So what have I been up to since turning in The Spirit Lens? Besides catching up on some business around the house, I've been working on several writing projects.

First, despite my best intentions to avoid looking at The Spirit Lens for at least a month, I spent about a week rewriting those last 30K words. I sent it in having scarcely read it over, so there was lots to do. It is now much cleaner and I've put it aside. Giving yourself time away from a manuscript is the first rule of Revision.

Second, I've been dabbling with the opening of The Soul Mirror. I've written some notes in the line of "Unanswered questions" and "What's been happening in the four years between the books?" Much more about that in another post.

But my most serious work has been on a short story for the Rocky Mountain Fiction Writers' 2009 anthology called Broken Links, Mended Lives. This is a 5K word story, as opposed to the 25K word novella Unmasking (Elemental Magic, Berkley 2007). As you may have guessed, I just don't write short, mostly because I don't read short. I like to get invested in characters, and I just hate it when I've just gotten involved and it's over. But I agreed to do this story - the editors are my excellent friends - and I had to do it quick. And my enjoyment in writing Unmasking had a lot to do with my agreement to do this!
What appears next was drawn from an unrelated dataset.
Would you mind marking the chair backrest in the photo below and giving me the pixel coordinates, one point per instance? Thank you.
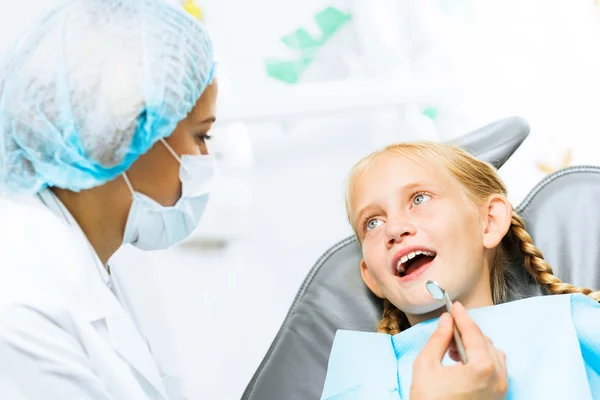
(333, 295)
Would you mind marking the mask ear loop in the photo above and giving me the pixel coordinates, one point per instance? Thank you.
(175, 155)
So 5000 words. Not much time for world building. Not much time for character development. I am convinced that people who write excellent short stories are akin to poets. Because the trick seems to be, Make every word count. No time for those wishy-washy verbs or weasel words like very, quite, half, really, almost. No time for a plethora of adjectives or extra dialog tags.

Even more difficult, you still have to produce a story arc. Some kind of beginning, middle, end that incorporates a fundamental change. My first draft turned out flat, a young woman in a post-apocalyptic world finds out something stunning that changes her life, only...I didn't show it. Her reaction was so subtle, her character so accustomed to holding everything in that she...held everything in. I knew it. I felt it. My critique group confirmed it. And...

I fixed it! It only took a few extra words. A few reactions on her part. A clearer presentation of her choice. A slightly more visible struggle. And just three or four words at the end that demonstrated her fundamental change. And it came out 5017 words.

Want to read a teaser?


At Fenwick Faire

My parents never told me I had Talent. Perhaps they thought it undignified for the daughter of a city magistrate, or felt it might frighten me or make me insolent. Or maybe they just left it too late, and had the lack of consideration to die of plague before warning me.

Now don't think me unfeeling, but when one is ten years old and the whole world seems to be dying of plague, or slaughtering each other for fear of it, or taking flight to escape it, one has little time to grieve, or even to recall why one should. When civilization has erupted into chaos, the next meal looms much larger in importance than past grieving.

Six years I spent scrabbling in search of that next meal before I trudged up a rock-blasted hill and through the iron gate of Fenwick Priory. By that time I had seen far more of men and life than was really necessary, and taking up residence with a group of similarly exhausted women seemed sensible. The sisterhood grew vegetables, kept to themselves, and did no good works to speak of. I had no illusion that this would be a permanent situation. The sisters didn't seem that agreeable, and entanglement of any sort made me want to cram a shiv in someone's craw.

"You'll tend a plot, Girl," said the bony Prioress, licking the beaded honey from a suckle blossom grown right out of the crumbled courtyard wall. "Each of us has one."

"Don't know how," I said and scratched my itchy foot on a cracked step. "Not opposed, but I never learnt. My parents called planting hireling's work. I'll scrub for you. Fetch and carry. Steal, if you want. I'm good at those."

"You don't tend a plot, you don't eat. Go or stay, as you will."

I stayed. The road had got tiresome of late. My boots had fallen to pieces, and a thieving tallyman had jacked my knife. Bare hands or sticks weren't enough to fend off the skags now I was ripe. Last thing I needed was a squaller planted inside me. My own belly was empty half the time.

Early on my second morning, Prioress marched me down the long valley back of the priory, past twenty or so vegetable patches. "Choose," she said, waving her hand around the empty scrubland.

I didn't know squat about gardens, but I walked about and settled on a spot. "Here."

With sticks and knotted string pulled from dead women’s dresses, the Prioress staked out a square of hard gray dirt. "There's wood in the shed and a chisel to make your tools. When you're ready to plant, we've seed stock in the vault."

One of the sisters, digging nearby, mopped her sweat and snickered. She sounded like the cicadas rasping in the dry brush. "Can't eat the weeds, stupid Girl. Got to pull them before you can plant. You just chose yourself more work."

So I had. Spiky thistles and snarls of threadweed littered my plot. Thistles would sting, and tough, fibery threadweed would cut my hands, but it made sense that if something grew there now, something other might.

To be sure, the cultivated plots roundabout looked little better. Stunted beans. Wilted greens. The sisters saved them from parched oblivion by hauling water from a nearby stream, doling it out drop by precious drop. The stream itself was scarce but a trickle of spit.

You see, our land had been thirty years without rain...

3 comments:

Kathy Amen said...

Ooooo! I like it! Let us know when we can get the whole thing!

carolwriter said...

Will do. Should be sometime this fall. Stories are being read now from what I understand.

Gabby-Lily Raines said...

I also like the teaser and am looking forward to the anthology coming out.